The Last Laugh “Der Letzte Mann” or The Last Man (1924) Director: F.W. Murnau
What do you get when you combine the acting of Emil Jannings, the screenwriting of Carl Meyer, and the directing of F.W. Murnau? The result is a brilliant little tragic farce of silent cinema. Much like Murnau’s Sunrise, The Last Laugh takes an astonishingly simple story and transforms it into a classic. It is a wonderfully sardonic film. Despite having a somewhat absurd plot, this is clearly the work of a master auteur. Carl Meyer’s screenplay (of The Cabinet of Dr. Caligari fame) is the most famous example of a Kammerspielfilm or a “chamber-drama” film.
The film follows the story of an unnamed doorman at the famous Atlantic Hotel. He is extremely well respected by his family and neighbors for his ‘prestigious’ position. The owner sees him sitting down to relax his muscles after lifting luggage and concludes that the doorman is getting too old for the job. He thus demotes the doorman to the position of washroom attendant. In a cruel twist of fate, the man now holds towels for wealthy men while they smoke big cigars.
The unnamed man goes to great lengths to hide his shameful new position from his family and friends, but soon his wife discovers his secret when she surprises him at work with lunch. His family disowns him. The man then descends into a pit of despair as he wanders back to the washroom at the Atlantic to fall asleep.

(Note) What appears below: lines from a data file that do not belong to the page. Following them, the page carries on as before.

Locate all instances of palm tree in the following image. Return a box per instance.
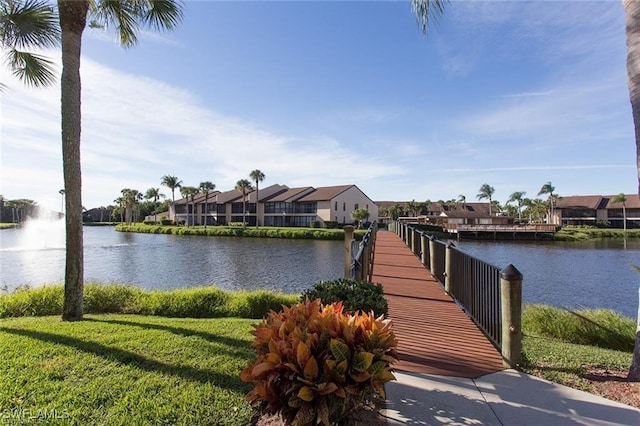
[0,0,60,90]
[538,182,556,223]
[458,194,467,210]
[611,192,627,232]
[180,186,199,226]
[249,169,265,228]
[411,0,448,34]
[507,191,526,221]
[160,175,182,221]
[0,0,182,320]
[236,179,251,228]
[476,183,496,216]
[144,188,164,222]
[199,181,216,228]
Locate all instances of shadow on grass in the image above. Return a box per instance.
[0,327,247,392]
[82,318,255,359]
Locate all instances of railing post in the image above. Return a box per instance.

The only person who is kind to the man is the night watchman who covers him with a coat for warmth.
Here, the film’s sole title card appears reading:
“Here the story should really end, for, in real life,
the forlorn old man would have little to look forward to but death”
However a sham comedic ending occurs wherein a newspaper reveals that the man has suddenly inherited a vast fortune from a Mexican millionaire named U.G. Monen, a patron whom he once cared for in the hotel washroom. Now very wealthy, the man returns to the hotel where he eats a large meal along with the night watchman and they celebrate their riches, handsomely tipping all the doormen on their way out to a carriage, while another man sits begging for money.
The film was the first of Murnau’s films for UFA Studios and everytthing about this movie was compelling to me, not least of which is Murnau’s unique use of the camera. In one scene, a camera is strapped to a man’s chest as he rides a bicycle, in another a camera is sent down a wire from a window to the street below. The first ever “dolly” was used for this film during shots through the hotel as Emil Jannings moved through it. It was entirely filmed at UFA Studios using large elaborate sets for the hotel. Murnau famously noted that the film was utterly absurd because “everyone knows that a washroom attendant makes more than a doorman.” At the time, a young Alfred Hitchcock was working at UFA Studios in Germany and was, no doubt, exposed to this film.
Emil Jannings starred in other projects of F.W. Murnau’s including as Mephistopheles in Faust and a number of Nazi propaganda films until his death in 1950 of liver cancer. When the Allies invaded Germany, Jannings reportedly carried his Oscar with him to justify his allegiance to the Allies. He won the first ever Oscar for Best Actor in 1929 for his role in The Way of the Flesh and Josef von Sternberg’s The Last Command. His Hollywood career was short-lived after the advent of talkies because his thick German accent didn’t sit well with the general public in the U.S. and thus he returned to Europe.